Taux d’emploi, la distance femmes-hommes est de 18 points
Le tableau est bien connu et sombre : en 2022, 51,1 % des femmes âgées de 15 à 64 ans travaillaient en Italie. Un taux inférieur de 18 points de pourcentage à celui des hommes, avec un écart entre les sexes qui était le deuxième plus élevé parmi les pays de l’UE. Les femmes en emploi ont plus fréquemment des emplois temporaires et recourent beaucoup plus au travail à temps partiel que les hommes (31,7 % contre 7,7 %). Très souvent, ce n’est pas un choix, mais c’est un temps partiel involontaire : une travailleuse sur deux – le pourcentage le plus élevé enregistré dans l’Union européenne – serait disponible pour travailler à temps plein.
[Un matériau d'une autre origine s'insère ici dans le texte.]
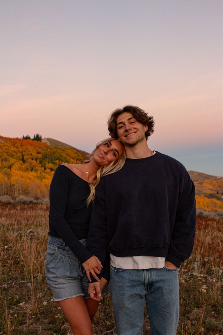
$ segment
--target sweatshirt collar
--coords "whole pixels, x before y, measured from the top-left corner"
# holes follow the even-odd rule
[[[150,156],[149,157],[146,157],[145,158],[126,158],[125,162],[131,164],[139,164],[141,163],[146,163],[147,162],[150,161],[153,159],[155,159],[159,155],[160,153],[156,150],[155,150],[156,153],[152,156]]]

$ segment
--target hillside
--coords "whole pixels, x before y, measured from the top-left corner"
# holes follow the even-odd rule
[[[89,154],[88,152],[86,152],[86,151],[83,151],[83,150],[80,150],[80,149],[77,149],[74,147],[70,145],[69,144],[67,144],[63,142],[61,142],[60,141],[58,141],[57,140],[55,140],[53,138],[50,138],[50,137],[46,137],[43,138],[42,142],[46,143],[48,145],[50,146],[59,146],[60,148],[72,148],[75,150],[79,152],[84,159],[88,159],[88,155]]]
[[[0,196],[48,198],[58,165],[82,162],[88,153],[49,138],[42,142],[0,136]],[[189,173],[195,185],[198,208],[222,210],[222,177]]]
[[[0,196],[48,197],[58,165],[83,160],[80,152],[72,148],[0,136]]]
[[[207,211],[223,209],[223,178],[189,171],[195,186],[197,207]]]
[[[198,172],[196,171],[190,170],[188,171],[191,178],[194,183],[198,181],[203,181],[209,179],[215,179],[219,177],[216,176],[212,176],[211,175],[207,175],[202,172]]]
Salaires horaires moyens inférieurs de 11 %
Les salaires horaires des femmes sont en moyenne inférieurs de 11 % à ceux des hommes. Un écart déjà important lors de l’entrée dans le monde du travail (16 % chez les bacheliers, 13 % chez les diplômées), qui s’accentue avec le congé maternité. Ajoutant à l’écart femmes-hommes celui entre les femmes avec enfants et les femmes sans enfants. Par rapport à ces dernières, les premières, si elles travaillent, ont près de deux fois plus de risques de perdre leur emploi quinze ans après avoir accouché et, si l’on considère les mères qui continuent à travailler, leur salaire moyen est d’environ la moitié.
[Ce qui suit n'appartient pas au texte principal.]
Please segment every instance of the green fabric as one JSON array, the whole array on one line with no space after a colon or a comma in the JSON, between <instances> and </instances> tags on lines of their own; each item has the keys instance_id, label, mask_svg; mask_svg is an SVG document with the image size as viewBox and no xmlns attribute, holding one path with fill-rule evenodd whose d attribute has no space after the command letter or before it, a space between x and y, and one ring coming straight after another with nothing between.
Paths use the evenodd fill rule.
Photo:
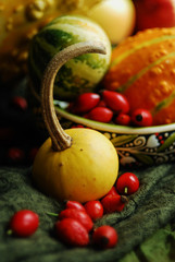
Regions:
<instances>
[{"instance_id":1,"label":"green fabric","mask_svg":"<svg viewBox=\"0 0 175 262\"><path fill-rule=\"evenodd\" d=\"M134 170L133 170L134 171ZM140 180L123 212L103 216L96 223L112 225L118 233L113 249L71 248L54 235L63 204L39 192L30 169L0 169L0 261L1 262L171 262L175 261L175 165L135 170ZM29 238L7 235L14 212L29 209L38 213L40 225Z\"/></svg>"}]
</instances>

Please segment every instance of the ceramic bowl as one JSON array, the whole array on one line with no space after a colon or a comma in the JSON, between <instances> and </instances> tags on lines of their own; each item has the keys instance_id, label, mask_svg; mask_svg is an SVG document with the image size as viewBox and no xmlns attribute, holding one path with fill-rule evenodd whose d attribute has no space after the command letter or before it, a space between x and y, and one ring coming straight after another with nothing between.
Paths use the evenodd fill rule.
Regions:
<instances>
[{"instance_id":1,"label":"ceramic bowl","mask_svg":"<svg viewBox=\"0 0 175 262\"><path fill-rule=\"evenodd\" d=\"M175 160L175 123L133 128L75 116L57 103L55 110L64 129L80 124L103 133L115 146L122 166L153 166Z\"/></svg>"}]
</instances>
L’écart de rémunération entre les sexes se creuse à mesure que les revenus augmentent
L’écart salarial se creuse davantage avec l’avancement de carrière et est plus important chez les salariés aux revenus les plus élevés : chez les salariés du secteur privé, à 64 ans, l’écart entre le décile inférieur de la distribution unitaire des salaires des femmes et des hommes est de près de 30 %, alors que pour le premier décile, il est inférieur à 10 %. Naturellement, la moindre activité féminine se traduit par des revenus annuels en moyenne inférieurs à ceux des hommes, « exposant les familles à un plus grand risque de pauvreté et à des niveaux d’inégalité plus élevés que dans les autres grandes économies de la zone euro ».
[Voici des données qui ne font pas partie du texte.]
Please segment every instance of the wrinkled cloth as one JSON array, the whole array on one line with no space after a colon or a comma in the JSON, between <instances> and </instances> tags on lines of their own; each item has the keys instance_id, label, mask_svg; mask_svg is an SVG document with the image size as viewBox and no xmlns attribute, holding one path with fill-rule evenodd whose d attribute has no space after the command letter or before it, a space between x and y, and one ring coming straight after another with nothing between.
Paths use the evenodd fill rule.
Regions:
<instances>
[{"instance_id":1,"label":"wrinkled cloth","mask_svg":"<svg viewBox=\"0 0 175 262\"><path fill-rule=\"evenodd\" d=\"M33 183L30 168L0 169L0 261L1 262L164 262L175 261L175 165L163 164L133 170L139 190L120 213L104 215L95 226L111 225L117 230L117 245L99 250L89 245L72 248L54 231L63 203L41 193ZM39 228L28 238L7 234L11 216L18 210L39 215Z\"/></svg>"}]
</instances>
Les trois rochers sur le travail des femmes
La faible participation des femmes au marché du travail « est un frein pour les femmes
perspectives de croissance de l’économie italienne», réitère la Banque d’Italie, qui identifie dans le rapport trois moments principaux d’où proviennent les différences. Le premier est le choix des parcours scolaires et le passage de l’école au monde du travail, les filles privilégiant des filières associées à des rendements inférieurs en termes d’emploi, tant en termes d’opportunités d’emploi que de salaires. La seconde est la (manque) conciliation entre vie professionnelle et vie familiale, avec la naissance d’enfants comme une « césure » qui pousse encore de nombreuses femmes à quitter leur emploi ou à réduire les heures travaillées. Troisièmement, une progression de carrière plus lente et une sous-représentation au sommet, autant de facteurs “qui découlent principalement – souligne la Banque d’Italie – de choix professionnels moins valorisants”.